I started radiation on a Thursday. According to my notes, I began to have pain that weekend. By the following weekend, I was in so much pain that I was Googling to determine which of my available pain meds would be most effective. I wrote a post about that. The weird thing was that the pain wasn't in the radiation field. This lasted for several weeks – even had an x-ray of the shoulder/upper arm – which confirmed my suspicions that nothing was going to show. I declined the MRI and got a massage instead. That did help.

After about four weeks of radiation, I began to see the skin changes. Think of radiation as causing a big ole sunburn. It began with a rash and then continued to redden. I don't have a tape measure handy but roughly, my radiation field was 9"x12", from center of my chest to under my right arm, and from my clavicle to below my breast. In addition to the redness, there was, and still is, swelling, particularly noticeable along the trunk, as my arm hangs at my side.

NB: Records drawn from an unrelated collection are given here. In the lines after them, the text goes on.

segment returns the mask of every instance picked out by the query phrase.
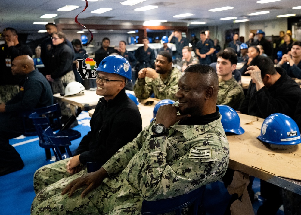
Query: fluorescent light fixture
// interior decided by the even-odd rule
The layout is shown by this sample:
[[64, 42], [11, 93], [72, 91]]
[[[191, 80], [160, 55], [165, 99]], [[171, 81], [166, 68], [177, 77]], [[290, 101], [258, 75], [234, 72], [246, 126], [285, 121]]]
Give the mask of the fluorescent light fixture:
[[71, 11], [79, 7], [79, 6], [76, 5], [66, 5], [58, 8], [57, 10], [59, 11]]
[[256, 2], [256, 3], [259, 4], [265, 4], [265, 3], [269, 3], [270, 2], [278, 2], [278, 1], [282, 1], [282, 0], [260, 0]]
[[279, 15], [276, 16], [277, 18], [282, 18], [283, 17], [293, 17], [296, 15], [295, 14], [285, 14], [284, 15]]
[[238, 20], [235, 20], [234, 22], [235, 23], [237, 22], [248, 22], [250, 21], [250, 20], [245, 19], [240, 19]]
[[136, 11], [148, 11], [149, 10], [155, 9], [156, 8], [158, 8], [159, 7], [158, 6], [154, 6], [153, 5], [149, 5], [148, 6], [145, 6], [145, 7], [142, 7], [141, 8], [136, 8], [135, 9], [134, 9], [134, 10]]
[[97, 9], [97, 10], [95, 10], [94, 11], [92, 11], [90, 12], [92, 13], [92, 14], [102, 14], [104, 13], [105, 13], [108, 11], [111, 11], [113, 9], [111, 8], [100, 8], [99, 9]]
[[143, 22], [144, 26], [159, 26], [161, 23], [159, 22], [153, 22], [150, 21], [146, 21]]
[[150, 20], [150, 22], [166, 22], [167, 20], [164, 20], [163, 19], [153, 19]]
[[35, 25], [46, 25], [48, 23], [47, 22], [34, 22], [33, 23]]
[[249, 16], [256, 16], [256, 15], [261, 15], [262, 14], [268, 14], [270, 13], [269, 11], [260, 11], [259, 12], [256, 12], [255, 13], [252, 13], [249, 14], [248, 15]]
[[193, 25], [203, 25], [206, 24], [206, 23], [204, 22], [192, 22], [190, 24]]
[[189, 17], [190, 16], [192, 16], [193, 14], [179, 14], [178, 15], [173, 16], [172, 17], [174, 18], [181, 18], [182, 17]]
[[52, 18], [55, 17], [57, 16], [57, 14], [44, 14], [43, 16], [41, 16], [40, 18], [42, 19], [51, 19]]
[[225, 17], [224, 18], [221, 18], [219, 19], [220, 20], [230, 20], [231, 19], [237, 19], [237, 17]]
[[125, 1], [123, 2], [121, 2], [120, 3], [122, 5], [128, 5], [129, 6], [132, 6], [133, 5], [135, 5], [136, 4], [138, 4], [138, 3], [140, 3], [141, 2], [144, 2], [146, 1], [146, 0], [127, 0], [127, 1]]
[[227, 6], [227, 7], [223, 7], [222, 8], [215, 8], [214, 9], [210, 9], [208, 10], [208, 11], [210, 12], [216, 12], [217, 11], [225, 11], [226, 10], [230, 10], [233, 9], [234, 8], [233, 7]]

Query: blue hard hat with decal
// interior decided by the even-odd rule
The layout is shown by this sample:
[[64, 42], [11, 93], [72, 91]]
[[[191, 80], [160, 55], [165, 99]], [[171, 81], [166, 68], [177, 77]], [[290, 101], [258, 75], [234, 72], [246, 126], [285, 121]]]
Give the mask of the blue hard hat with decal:
[[242, 43], [240, 48], [241, 49], [247, 49], [249, 47], [248, 47], [248, 45], [245, 43]]
[[244, 130], [240, 126], [240, 119], [237, 112], [231, 107], [223, 104], [217, 105], [222, 115], [222, 124], [225, 132], [242, 134]]
[[167, 43], [168, 42], [168, 38], [167, 36], [163, 36], [161, 39], [163, 43]]
[[270, 144], [271, 148], [282, 149], [301, 143], [297, 123], [288, 116], [279, 113], [271, 114], [264, 120], [257, 138]]
[[101, 61], [97, 71], [118, 74], [132, 81], [132, 67], [127, 60], [120, 55], [110, 55]]

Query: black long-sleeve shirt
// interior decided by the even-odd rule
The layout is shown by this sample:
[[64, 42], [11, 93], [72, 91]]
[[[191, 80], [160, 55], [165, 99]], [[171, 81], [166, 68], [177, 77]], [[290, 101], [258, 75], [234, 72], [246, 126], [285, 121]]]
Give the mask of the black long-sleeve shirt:
[[91, 131], [82, 138], [74, 154], [81, 163], [104, 164], [142, 130], [137, 105], [123, 89], [107, 102], [101, 98], [90, 121]]
[[[0, 46], [0, 85], [19, 84], [21, 79], [19, 77], [13, 75], [11, 63], [16, 57], [23, 55], [27, 55], [30, 57], [32, 55], [31, 49], [28, 45], [19, 43], [10, 47], [8, 47], [6, 44]], [[10, 61], [10, 63], [7, 65], [6, 63], [7, 59]]]
[[72, 70], [74, 55], [67, 44], [63, 43], [56, 46], [52, 57], [48, 71], [52, 78], [62, 77]]
[[257, 91], [251, 80], [245, 99], [239, 110], [243, 114], [265, 118], [279, 113], [294, 119], [297, 104], [301, 98], [301, 88], [281, 68], [276, 68], [281, 76], [268, 88]]

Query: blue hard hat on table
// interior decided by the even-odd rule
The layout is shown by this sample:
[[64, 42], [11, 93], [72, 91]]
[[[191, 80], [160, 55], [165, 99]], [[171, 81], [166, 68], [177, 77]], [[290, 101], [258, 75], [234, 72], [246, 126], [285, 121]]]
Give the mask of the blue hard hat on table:
[[240, 120], [237, 112], [231, 107], [223, 104], [217, 105], [222, 115], [222, 124], [225, 132], [242, 134], [244, 130], [240, 126]]
[[292, 119], [283, 114], [273, 114], [263, 121], [257, 138], [271, 148], [286, 149], [301, 143], [300, 130]]
[[101, 61], [97, 71], [118, 74], [132, 81], [132, 67], [127, 60], [120, 55], [110, 55]]

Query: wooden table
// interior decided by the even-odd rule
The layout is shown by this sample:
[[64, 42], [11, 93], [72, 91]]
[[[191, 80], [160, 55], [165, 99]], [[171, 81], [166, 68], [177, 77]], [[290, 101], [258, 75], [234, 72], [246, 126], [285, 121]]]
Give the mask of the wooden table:
[[227, 135], [229, 167], [301, 194], [301, 145], [286, 150], [270, 148], [256, 137], [263, 119], [239, 114], [245, 132]]

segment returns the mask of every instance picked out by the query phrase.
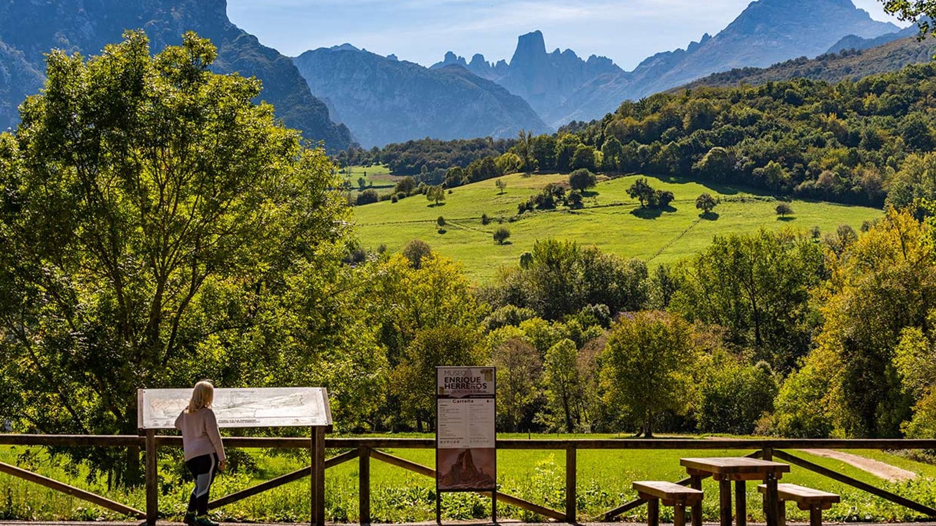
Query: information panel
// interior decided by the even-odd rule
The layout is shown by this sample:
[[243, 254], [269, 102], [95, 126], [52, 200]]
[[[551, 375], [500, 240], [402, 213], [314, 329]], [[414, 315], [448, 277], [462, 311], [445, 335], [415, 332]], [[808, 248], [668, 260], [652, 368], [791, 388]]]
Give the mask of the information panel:
[[437, 367], [439, 491], [493, 491], [497, 479], [493, 367]]
[[[191, 388], [139, 389], [139, 429], [172, 429], [191, 396]], [[222, 428], [331, 425], [324, 387], [215, 388], [212, 409]]]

The redness continued to increase until about a week after my last radiation treatment. About a week after that, skin began to peel. I was very careful to simply let the skin slough off as I knew pulling on skin that wasn't ready was not a good idea. About this time, the pain was significantly less. As a matter of fact, the day that I fell and broke my arm was the first day in 7 weeks that I was in less pain than the day before. (Of course, that changed with the arm break!)

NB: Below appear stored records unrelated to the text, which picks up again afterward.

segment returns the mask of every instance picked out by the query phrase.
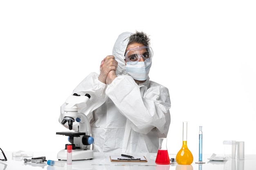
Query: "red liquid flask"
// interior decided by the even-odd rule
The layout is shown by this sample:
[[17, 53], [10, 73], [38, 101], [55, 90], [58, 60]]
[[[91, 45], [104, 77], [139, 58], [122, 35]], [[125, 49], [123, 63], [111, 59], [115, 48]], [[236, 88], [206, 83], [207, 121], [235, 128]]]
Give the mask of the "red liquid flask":
[[155, 163], [157, 164], [168, 165], [170, 159], [167, 148], [167, 138], [159, 138], [159, 148], [157, 152]]

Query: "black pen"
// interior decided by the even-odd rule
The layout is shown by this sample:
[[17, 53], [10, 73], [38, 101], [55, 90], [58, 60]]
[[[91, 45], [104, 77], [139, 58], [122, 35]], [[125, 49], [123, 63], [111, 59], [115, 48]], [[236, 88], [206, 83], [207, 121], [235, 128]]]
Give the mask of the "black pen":
[[124, 157], [126, 157], [126, 158], [129, 158], [130, 159], [134, 158], [134, 157], [132, 156], [127, 155], [126, 155], [121, 154], [121, 156]]

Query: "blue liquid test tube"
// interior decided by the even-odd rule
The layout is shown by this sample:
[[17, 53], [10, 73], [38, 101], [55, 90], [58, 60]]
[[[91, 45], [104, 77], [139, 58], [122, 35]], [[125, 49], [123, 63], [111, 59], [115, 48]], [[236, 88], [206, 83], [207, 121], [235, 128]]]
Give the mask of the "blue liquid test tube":
[[47, 165], [51, 166], [64, 166], [65, 164], [64, 162], [48, 160], [47, 161]]
[[196, 163], [204, 163], [205, 162], [203, 162], [202, 155], [202, 140], [203, 140], [203, 132], [202, 131], [202, 126], [199, 126], [199, 160], [198, 162], [196, 162]]
[[199, 126], [199, 161], [202, 161], [202, 142], [203, 132], [202, 131], [202, 126]]

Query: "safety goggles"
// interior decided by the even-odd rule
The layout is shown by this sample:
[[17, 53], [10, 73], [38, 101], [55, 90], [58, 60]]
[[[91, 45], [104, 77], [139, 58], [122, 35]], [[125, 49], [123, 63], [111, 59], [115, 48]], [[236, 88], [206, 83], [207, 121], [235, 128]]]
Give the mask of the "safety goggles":
[[144, 61], [149, 61], [153, 57], [153, 50], [150, 46], [136, 46], [129, 49], [124, 55], [126, 62], [136, 64], [141, 58]]

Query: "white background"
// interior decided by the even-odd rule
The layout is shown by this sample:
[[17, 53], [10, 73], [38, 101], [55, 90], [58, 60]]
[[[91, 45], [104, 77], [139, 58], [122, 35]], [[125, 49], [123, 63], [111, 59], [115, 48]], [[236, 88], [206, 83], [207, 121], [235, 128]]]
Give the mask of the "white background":
[[68, 131], [60, 106], [90, 73], [99, 73], [118, 36], [142, 31], [154, 52], [152, 81], [171, 102], [169, 153], [182, 141], [197, 159], [223, 153], [223, 140], [256, 154], [254, 0], [1, 0], [0, 147], [57, 153]]

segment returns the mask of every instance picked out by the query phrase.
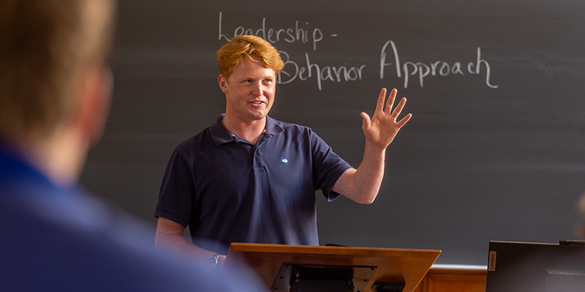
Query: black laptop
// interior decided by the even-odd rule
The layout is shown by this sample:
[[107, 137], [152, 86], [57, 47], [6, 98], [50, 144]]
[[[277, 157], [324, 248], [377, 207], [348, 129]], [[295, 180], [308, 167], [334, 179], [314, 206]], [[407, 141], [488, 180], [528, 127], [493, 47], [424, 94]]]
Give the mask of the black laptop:
[[486, 292], [585, 292], [585, 241], [489, 241]]

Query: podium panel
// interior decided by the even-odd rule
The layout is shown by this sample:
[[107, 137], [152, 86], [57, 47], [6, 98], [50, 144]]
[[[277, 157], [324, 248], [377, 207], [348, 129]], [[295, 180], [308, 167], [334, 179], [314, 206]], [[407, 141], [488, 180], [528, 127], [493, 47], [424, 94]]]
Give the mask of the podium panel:
[[[300, 266], [322, 268], [307, 272], [311, 279], [320, 277], [315, 273], [340, 271], [337, 274], [345, 275], [342, 278], [352, 281], [348, 291], [354, 292], [412, 292], [440, 254], [438, 250], [233, 243], [225, 265], [237, 259], [245, 261], [273, 291], [290, 291], [292, 278], [304, 273]], [[329, 276], [322, 277], [330, 280]], [[332, 278], [337, 280], [335, 276]], [[283, 282], [288, 284], [283, 286]], [[392, 288], [400, 283], [403, 285], [400, 290]]]

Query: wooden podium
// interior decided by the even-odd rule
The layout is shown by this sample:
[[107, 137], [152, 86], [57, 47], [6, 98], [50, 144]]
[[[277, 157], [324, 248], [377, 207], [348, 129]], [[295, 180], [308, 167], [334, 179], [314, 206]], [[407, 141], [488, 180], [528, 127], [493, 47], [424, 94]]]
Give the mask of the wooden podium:
[[441, 251], [233, 243], [273, 291], [412, 292]]

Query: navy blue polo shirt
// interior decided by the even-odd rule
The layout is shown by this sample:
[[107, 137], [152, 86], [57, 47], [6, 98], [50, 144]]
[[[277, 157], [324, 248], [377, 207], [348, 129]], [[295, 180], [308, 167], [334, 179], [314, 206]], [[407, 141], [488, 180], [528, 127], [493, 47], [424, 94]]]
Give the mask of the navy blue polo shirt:
[[220, 253], [232, 242], [318, 245], [315, 192], [335, 199], [351, 166], [309, 127], [267, 116], [254, 145], [223, 116], [175, 149], [155, 217], [188, 226], [195, 245]]

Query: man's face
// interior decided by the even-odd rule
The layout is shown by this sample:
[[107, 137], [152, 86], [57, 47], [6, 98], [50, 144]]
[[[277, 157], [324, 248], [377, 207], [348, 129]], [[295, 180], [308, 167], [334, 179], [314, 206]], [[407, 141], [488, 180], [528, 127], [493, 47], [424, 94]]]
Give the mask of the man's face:
[[260, 61], [245, 58], [228, 79], [220, 75], [219, 83], [225, 93], [225, 115], [240, 122], [265, 118], [274, 103], [274, 70], [264, 67]]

From the first week of radiation until last week, approximately week 11, I put Aquaphor on my skin twice a day; for about three weeks at the height of the burn, I also applied aloe vera twice a day. I don't know if these steps prevented worse skin reactions but I do know these steps helped me.

I am feeling much better now and my skin looks much better. I can still see the radiation field very clearly but I'm not sure if the casual observer in the Y locker room can. I am no longer in pain but I do still have some swelling. I had been warned of fatigue as a side effect, both by my doctor and my friend Mary, but I never experienced (or at least didn't notice) fatigue. The pain level and duration that I experienced was not on my radar.

As I think about the two surgeries, three months of chemo and seven weeks of radiation I've under gone to remove and cure my cancer, radiation was by far the most difficult step in the process.